My Girl by @anon66621404 is “a linear, gothic work of interactive fiction made for the Bluebeard Jam, 2024”. Superficially, it’s a fairly faithful telling of the Bluebeard story. But in Perrault’s version the horror begins with the reveal of the corpses in the basement. In My Girl, the horror is there from the very start.
His favourite endearment to employ is ‘my girl.’ Santiago smells of the sea, navy blue overcoat sun-faded from hard wear. The golden buttons are polished clean, visible signs of mending meandering over the breast pocket: small flowers sprouting from the wool. He wears the old, tatty thing, when he’s in a particularly good mood.
“My girl,” he says, reaching out to take hold of your hand, clasped lightly between both of his.
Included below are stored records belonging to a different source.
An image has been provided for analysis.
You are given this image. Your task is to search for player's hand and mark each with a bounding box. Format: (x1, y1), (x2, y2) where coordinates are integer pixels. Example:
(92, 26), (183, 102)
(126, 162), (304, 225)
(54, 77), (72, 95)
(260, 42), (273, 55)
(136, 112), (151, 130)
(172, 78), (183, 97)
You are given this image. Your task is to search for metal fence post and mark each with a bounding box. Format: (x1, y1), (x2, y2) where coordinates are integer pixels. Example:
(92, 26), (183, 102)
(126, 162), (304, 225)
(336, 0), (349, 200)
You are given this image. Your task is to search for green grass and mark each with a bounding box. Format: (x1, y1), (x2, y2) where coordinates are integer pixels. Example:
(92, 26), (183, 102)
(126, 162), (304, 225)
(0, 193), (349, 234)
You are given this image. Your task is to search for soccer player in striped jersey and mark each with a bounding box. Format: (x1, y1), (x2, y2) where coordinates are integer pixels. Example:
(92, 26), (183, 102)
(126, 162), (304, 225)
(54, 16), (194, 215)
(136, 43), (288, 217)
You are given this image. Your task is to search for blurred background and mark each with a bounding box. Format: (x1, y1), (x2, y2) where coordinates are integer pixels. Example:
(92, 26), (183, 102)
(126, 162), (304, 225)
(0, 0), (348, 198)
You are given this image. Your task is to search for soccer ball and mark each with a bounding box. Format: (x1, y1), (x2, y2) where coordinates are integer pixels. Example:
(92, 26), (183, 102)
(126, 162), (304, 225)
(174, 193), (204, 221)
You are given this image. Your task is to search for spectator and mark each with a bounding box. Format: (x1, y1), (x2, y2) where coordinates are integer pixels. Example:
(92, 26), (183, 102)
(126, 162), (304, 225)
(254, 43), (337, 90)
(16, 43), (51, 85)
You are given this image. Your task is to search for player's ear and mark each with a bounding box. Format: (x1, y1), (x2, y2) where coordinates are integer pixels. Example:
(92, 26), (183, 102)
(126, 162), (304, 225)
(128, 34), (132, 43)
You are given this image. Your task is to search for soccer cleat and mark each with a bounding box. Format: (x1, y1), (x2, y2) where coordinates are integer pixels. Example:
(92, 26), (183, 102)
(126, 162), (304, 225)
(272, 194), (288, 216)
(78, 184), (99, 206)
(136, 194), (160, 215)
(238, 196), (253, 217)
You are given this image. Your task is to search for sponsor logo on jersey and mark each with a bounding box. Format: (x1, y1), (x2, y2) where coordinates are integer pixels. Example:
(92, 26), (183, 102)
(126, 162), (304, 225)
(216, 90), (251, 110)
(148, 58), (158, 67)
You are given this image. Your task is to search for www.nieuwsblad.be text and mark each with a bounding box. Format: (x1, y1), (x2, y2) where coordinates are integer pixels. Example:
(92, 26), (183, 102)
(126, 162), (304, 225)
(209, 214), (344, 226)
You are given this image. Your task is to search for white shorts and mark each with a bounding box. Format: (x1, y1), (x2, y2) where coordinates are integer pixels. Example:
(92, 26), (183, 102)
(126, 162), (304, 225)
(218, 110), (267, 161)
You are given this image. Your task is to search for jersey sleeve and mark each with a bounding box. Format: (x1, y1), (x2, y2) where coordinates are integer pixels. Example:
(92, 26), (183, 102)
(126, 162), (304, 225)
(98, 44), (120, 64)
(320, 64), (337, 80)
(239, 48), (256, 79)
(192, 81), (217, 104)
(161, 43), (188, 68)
He pets you like a small animal, a cosseted cat. His flesh is cold, as frigid as the arctic seas he made his fortune upon. In the trade of silks, rum, and golden fripperies: the very same with which he adorns the house he’s kept you in.
She’s implicitly denied personhood, she’s an accessory, a possession. His girl.
The writing is good: it has a distinct narrative voice that does a good job of maintaining the story’s tone even when nothing overtly horrible is going on at the moment. (There were a couple of transitions I found to be abrupt, but that’s a small matter.)
I recommend it.
(In ways this echoes Andromeda Chained, above but with a grimmer tone.)